La educación sexual deficiente y ultra conservadora, aunada a los efectos que la extrema pobreza trae, como vivir en hacinamiento entre familiares, donde surgen relaciones sexuales muchas veces a través de la violación y para ponerle la guinda al pastel, embarazo no deseado; por supuesto que existen cientos de factores que provocan que seamos un país sobrepoblado, los cuales trataré en próximas columnas.

El desempleo en el país se encuentra por las nubes, año con año se gradúan del nivel medio aproximadamente 150 mil jóvenes; lamentablemente nuestro país no brinda opciones para insertar laboralmente a esta cantidad de jóvenes que están empezando su vida productiva.

En parte, debido al fenómeno de la globalización, Guatemala ha sufrido cierto grado de modernización en sus ofertas de empleo, dando un paso en el tema de la diversificación laboral; logrando con esto mayor inserción laboral de personas que poseen profesiones u oficios que escasean en la tierra del quetzal.

La falta de un empleo formal ha obligado a los chapines a engrosar al sector de la economía informal; y en el mejor de los casos, emprender algún negocio pese a los altos casos de inseguridad y extorsiones que existen en el país y la falta de acceso al crédito para obtener capital semilla.

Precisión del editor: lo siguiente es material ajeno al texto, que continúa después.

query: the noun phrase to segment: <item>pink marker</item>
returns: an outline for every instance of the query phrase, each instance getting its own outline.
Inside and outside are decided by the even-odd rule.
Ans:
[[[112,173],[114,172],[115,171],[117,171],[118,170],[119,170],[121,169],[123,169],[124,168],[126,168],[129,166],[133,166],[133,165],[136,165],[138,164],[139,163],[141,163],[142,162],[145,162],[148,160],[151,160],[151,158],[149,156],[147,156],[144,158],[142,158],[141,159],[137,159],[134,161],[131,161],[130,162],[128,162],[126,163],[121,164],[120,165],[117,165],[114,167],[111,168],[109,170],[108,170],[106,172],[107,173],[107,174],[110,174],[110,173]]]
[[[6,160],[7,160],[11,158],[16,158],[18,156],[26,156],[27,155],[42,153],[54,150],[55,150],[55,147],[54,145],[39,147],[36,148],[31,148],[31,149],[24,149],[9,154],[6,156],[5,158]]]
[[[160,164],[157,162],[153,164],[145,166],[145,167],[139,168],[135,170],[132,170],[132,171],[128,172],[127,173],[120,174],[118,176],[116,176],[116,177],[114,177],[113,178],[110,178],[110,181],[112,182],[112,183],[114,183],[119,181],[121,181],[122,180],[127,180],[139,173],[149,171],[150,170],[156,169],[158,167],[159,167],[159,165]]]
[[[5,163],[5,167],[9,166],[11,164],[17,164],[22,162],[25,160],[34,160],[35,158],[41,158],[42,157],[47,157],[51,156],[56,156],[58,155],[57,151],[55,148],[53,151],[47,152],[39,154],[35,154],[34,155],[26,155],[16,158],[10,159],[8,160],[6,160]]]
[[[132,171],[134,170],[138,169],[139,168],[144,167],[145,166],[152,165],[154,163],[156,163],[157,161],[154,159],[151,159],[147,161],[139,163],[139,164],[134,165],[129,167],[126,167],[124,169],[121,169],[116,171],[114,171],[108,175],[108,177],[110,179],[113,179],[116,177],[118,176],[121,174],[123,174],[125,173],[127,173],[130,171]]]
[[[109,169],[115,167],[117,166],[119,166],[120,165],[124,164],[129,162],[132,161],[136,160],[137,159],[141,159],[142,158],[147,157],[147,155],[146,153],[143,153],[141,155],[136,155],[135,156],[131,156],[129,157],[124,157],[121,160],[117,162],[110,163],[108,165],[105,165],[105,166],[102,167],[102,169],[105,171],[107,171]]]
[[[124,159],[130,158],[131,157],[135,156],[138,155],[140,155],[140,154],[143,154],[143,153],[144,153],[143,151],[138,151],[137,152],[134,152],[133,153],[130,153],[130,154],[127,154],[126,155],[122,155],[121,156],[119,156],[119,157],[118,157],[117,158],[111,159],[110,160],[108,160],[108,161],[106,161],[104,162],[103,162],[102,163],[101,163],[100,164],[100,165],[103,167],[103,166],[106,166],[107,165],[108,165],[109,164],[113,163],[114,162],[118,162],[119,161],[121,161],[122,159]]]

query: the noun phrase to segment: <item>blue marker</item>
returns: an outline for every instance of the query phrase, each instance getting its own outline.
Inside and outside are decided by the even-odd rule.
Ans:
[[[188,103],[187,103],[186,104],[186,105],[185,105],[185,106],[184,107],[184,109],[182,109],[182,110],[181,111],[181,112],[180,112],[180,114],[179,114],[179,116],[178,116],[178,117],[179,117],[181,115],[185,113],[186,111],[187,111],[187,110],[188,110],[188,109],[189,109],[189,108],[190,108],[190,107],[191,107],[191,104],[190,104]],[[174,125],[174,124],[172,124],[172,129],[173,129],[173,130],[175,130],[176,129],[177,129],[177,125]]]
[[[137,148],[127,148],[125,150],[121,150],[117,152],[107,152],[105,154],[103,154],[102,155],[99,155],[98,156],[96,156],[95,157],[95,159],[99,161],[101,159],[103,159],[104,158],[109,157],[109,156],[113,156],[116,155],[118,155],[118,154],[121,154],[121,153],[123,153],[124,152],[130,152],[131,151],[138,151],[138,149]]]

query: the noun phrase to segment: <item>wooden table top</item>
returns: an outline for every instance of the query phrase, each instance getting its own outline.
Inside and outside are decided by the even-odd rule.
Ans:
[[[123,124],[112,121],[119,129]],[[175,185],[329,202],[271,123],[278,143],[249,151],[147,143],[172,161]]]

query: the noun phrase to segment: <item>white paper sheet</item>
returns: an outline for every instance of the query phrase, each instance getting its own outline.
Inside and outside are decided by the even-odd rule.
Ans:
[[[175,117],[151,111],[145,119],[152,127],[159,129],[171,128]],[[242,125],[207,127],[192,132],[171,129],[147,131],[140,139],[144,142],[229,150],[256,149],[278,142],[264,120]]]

La falta de certeza jurídica aunado a la conflictividad social provoca que inversiones nacionales como extranjeras migren hacia otros países con mayor atracción para invertir sus capitales.

La sobrepoblación trae más efectos negativos que positivos para una sociedad, por lo regular en países tercermundistas, ante la ausencia del desarrollo sostenible, se garantiza la escasez y destrucción del medio ambiente, por mencionar un ejemplo de la magnitud del fenómeno.

Finalmente, una mayoría considerable de chapines seguirán reproduciéndose sin concientización, teniendo de 3 a 5 hijos por pareja, donde se seguirá fortaleciendo el círculo vicioso de la pobreza y la pobreza extrema, y por ende Guatemala ocupando una posición deplorable en el índice de desarrollo humano.

Lamentablemente Guatemala es una bomba de tiempo, seremos testigos de lo que está por venir.